👋🏼👋🏼👋🏼 Hi! Long story short: I’m a bestselling novelist who started investigating how to build a life in August 2024, because despite my supposed dream career I wasn’t ~vibing~ in the way I wanted to be. I felt like something was missing? Unpicking what it takes to build a life (like, a good one) led me to taking a job in a high school, just to see. Turns out books light up my brain but pastoral work with teenagers feeds my soul, so now I might be in the middle of a career change. I don’t know. I’m currently studying children and young people’s mental health, whilst also promoting my latest rom-com Love at First Sight.
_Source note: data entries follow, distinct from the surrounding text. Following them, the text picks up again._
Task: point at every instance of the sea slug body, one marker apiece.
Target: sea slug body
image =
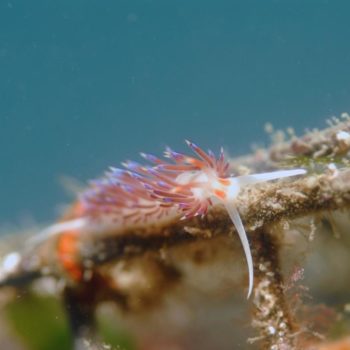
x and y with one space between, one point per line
177 185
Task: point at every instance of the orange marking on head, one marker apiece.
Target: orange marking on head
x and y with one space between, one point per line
221 194
225 182
67 251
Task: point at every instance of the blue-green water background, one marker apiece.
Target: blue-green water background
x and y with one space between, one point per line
87 84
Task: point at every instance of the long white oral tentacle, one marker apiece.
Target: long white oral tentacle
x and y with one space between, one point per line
236 219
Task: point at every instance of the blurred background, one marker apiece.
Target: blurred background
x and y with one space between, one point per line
87 84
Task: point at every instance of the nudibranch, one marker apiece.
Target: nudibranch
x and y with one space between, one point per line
177 185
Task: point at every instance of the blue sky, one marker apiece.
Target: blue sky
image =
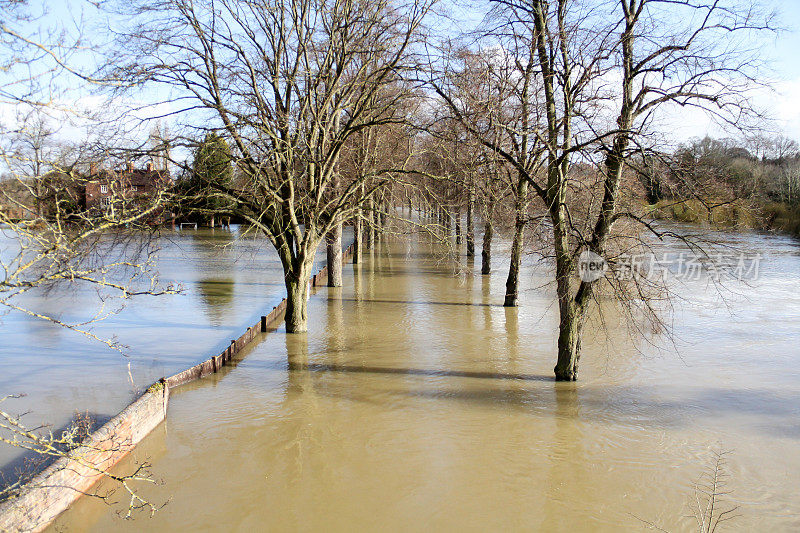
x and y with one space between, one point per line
782 53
Apparently I contain multitudes. Don’t we all?
I’m proud to say that Grazia magazine once declared that I am a ‘general all-round-speaker of what-is-in-our-heads’, Stylist said my honesty and voice are unique, I was Marie Claire’s #BreakFree from Fear Ambassador many moons ago, and I’m a ‘Happiness Expert’ according to The Independent. I’m almost 40, a solo parent by choice, and I truly believe on going all in on the adventure of your own life. Knowing all this means you’re all caught up. WELCOME!!
So the thing I realised almost instantly when I started working in a high school is that I could never be a teacher. I could never take on the responsibility of getting a kid to take my subject for their exams, and then passing those exams. Seeing a kid through the eyes of just one subject isn’t my bag either - when I was exclusively subbing for an absent English teacher, I was only seeing students through the prism of their ability to write an essay in good handwriting. As we all know, there’s more to kids/students/human beings than that, but in 55 minutes with a curriculum to follow often there’s not time to get into it. I love the pastoral stuff! Helping worries and anxiety and helping them be their best selves!! That’s where I thrive. Being a mum but at school, basically.
I always joke that there’s my job description on paper, and then the job I’ve decided I do. On paper I’m there to cover for absent teachers and make said cover as smooth as possible: a substitute teacher is no reason to lax off. But personally I like to get to know the students, build a relationship, set a good example of somebody comfortable in their skin so that they might be a little more comfortable in their skin too. Case in point: in year nine Geography the other day two boys I know quite well seemed to be laughing at my armpits? My arm fat? Something on my body??? So I stood there and lifted up my arms so everyone could see my armpits and said, ‘Are my armpits really that interesting? What am I missing here?’ and the boys were embarrassed but I was not. My armpits are not embarrassing! I felt good in that moment, good that everyone had seen me get bigger and not smaller in the face of silliness, and the boys took it in good humour too, like yeah miss, sorry, we were being stupid. Yeah lads, you were! Now do your mind map.